17 octobre 2009

La vie n'est pas un long fleuve tranquille

 J'avance peut-être un  peu vite en publiant cet article paru dans le journal de l'hôtellerie il y a fort longtemps, sans doute dans les années 50. On revient encore à Alfred Maury. Combien de clients m'abordaient en disant Mr Maury votre grand père a fait mon baptême, ma communion, mon mariage ; parfois il avait fait les trois ! Ma mère disait :" plus c'était compliqué, plus il était heureux" Son activité de traiteur l'amenait dans les châteaux de Dordogne mais aussi dans le Bordelais ou en Charente.  La qualité de la table de l'hôtel de Bordeaux avait été récompensée par un macaron Michelin ce qui avait apporté un surcroit de notoriété.
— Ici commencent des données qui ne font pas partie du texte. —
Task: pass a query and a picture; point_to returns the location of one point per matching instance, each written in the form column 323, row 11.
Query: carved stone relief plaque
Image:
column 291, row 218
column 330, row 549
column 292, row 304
On venait y gouter le lièvre à la Royale et la lamproie à la bordelaise ou les croustades de truffes Une de ses créations, le coeur d'artichaut à la Villeroy  est resté à la carte pratiquement jusqu'à la vente de l'hôtel. Je l'avais rebaptisé Alfred Maury mais pour les Bergeracois il restait Villeroy. Facile a transporter, pouvant attendre au chaud, c'était le plat à emporter idéal.  Très actif dans le monde syndical hôtelier il fréquentait les grands nom de la gastronomie du Sud-ouest : la "Mère" Oliver à Langon plus tard, son fils Raymond Oliver qui passait de temps en temps voir mon père . Je me souviens de son dernier passage, personnage très médiatisé par la télévision , il avait , pour être tranquille,  déjeuné seul dans une salle non utilisée ce jour la et m'avais dédicacé le premier livre de cuisine de ma collection : la cuisine pour les hommes, petit précis de cuisine pour un jeune célibataire! Les Darroze à Villeneuve de Marsan, jeune marié, j'y ai diné un soir rentrant d'une corrida. Monsieur Darroze n'exerçait plus mais était toujours là et a évoqué avec beaucoup de gentillesse leurs souvenirs communs .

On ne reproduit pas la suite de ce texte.